A reconciliation of non-GAAP Net Debt as of January 1, 2023 and January 2, 2022
is as follows:

                                                      As of
                                        January 1, 2023     January 2, 2022

                                                  (in thousands)

Odnawialna linia kredytowa, długoterminowa $ (25 000) $ (25 000) Środki pieniężne i ekwiwalenty środków pieniężnych

                         10,219             11,402
Net Debt                               $        (14,781)  $        (13,598)

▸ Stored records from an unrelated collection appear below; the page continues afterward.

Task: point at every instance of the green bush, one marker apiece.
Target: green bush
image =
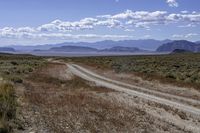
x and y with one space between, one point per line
8 106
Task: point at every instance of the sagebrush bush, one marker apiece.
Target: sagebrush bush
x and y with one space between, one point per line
8 106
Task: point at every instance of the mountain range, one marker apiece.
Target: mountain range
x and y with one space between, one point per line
148 44
131 46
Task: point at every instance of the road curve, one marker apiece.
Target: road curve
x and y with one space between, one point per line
112 84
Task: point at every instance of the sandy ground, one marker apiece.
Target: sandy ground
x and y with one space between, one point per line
54 100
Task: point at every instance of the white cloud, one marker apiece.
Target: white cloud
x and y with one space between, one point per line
125 21
172 3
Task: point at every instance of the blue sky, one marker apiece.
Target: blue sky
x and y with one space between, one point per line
30 22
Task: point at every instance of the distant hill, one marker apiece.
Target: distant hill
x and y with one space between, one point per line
72 49
179 44
180 51
147 44
123 49
7 49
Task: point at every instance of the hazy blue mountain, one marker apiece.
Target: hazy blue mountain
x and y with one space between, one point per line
179 44
123 49
7 49
148 44
179 51
73 49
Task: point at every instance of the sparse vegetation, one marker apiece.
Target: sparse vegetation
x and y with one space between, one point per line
8 106
180 69
13 69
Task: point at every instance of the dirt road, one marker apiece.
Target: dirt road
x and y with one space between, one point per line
109 83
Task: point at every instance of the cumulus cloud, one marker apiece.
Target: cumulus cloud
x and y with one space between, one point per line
126 21
172 3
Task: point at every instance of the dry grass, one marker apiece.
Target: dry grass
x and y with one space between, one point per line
179 69
8 106
76 106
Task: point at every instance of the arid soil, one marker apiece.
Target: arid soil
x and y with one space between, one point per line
53 100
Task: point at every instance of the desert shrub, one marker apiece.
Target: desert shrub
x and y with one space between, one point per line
16 79
8 106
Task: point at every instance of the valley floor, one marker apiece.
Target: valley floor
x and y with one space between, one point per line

Czynniki wpływające na nasze wyniki


Our financial condition and results of operations have been, and will continue
to be, affected by a number of factors that present significant opportunities
for us but also pose risks and challenges, including what is discussed below.
See "Risk Factors."

Customer Acquisition

Our business performance depends in part on our continued ability to
cost-effectively acquire new customers. We define customer acquisition cost
("CAC") as our brand and performance marketing expenses attributable to
acquiring new customers, including, but not limited to, agency costs and
marketing team costs but excluding any applicable equity-based compensation,
divided by the number of customers who placed their first order with us in a
given period. As a digital brand, our marketing strategy is primarily focused on
brand awareness marketing and digital advertising in channels like search,
social, and programmatic - platforms that enable us to engage our customer where
she spends her time, and in many cases also quickly track the success of our
marketing, which allows us to adjust and optimize our marketing spend.

Utrzymanie klienta


Our continued success depends in part on our ability to retain and drive repeat
purchases from our existing customers. We monitor retention across our entire
customer base. Our goal is to attract and convert visitors into active customers
and foster relationships that drive repeat purchases. During the trailing twelve
months ended January 1, 2023, we served 3.2 million Active Customers compared to
2.8 million for the trailing 12 months ended January 2, 2022.

Zarządzanie zapasami


We utilize a data-driven strategy that leverages our proprietary reorder
algorithm to manage inventory as efficiently as possible. Our "test, learn, and
reorder" approach consists of limited inventory purchases followed by the
analysis of proprietary data including real-time transaction data and customer
feedback, which then informs our selection and customization of popular
merchandise prior to reordering in larger quantities. While our initial orders
are limited in size and financial risk and our supplier partners are highly
responsive, we nonetheless purchase inventory in anticipation of future demand
and therefore are exposed to potential shifts in customer preferences and price
sensitivity over time. As we continue to grow, we will adjust our inventory
purchases to align with the current needs of the business.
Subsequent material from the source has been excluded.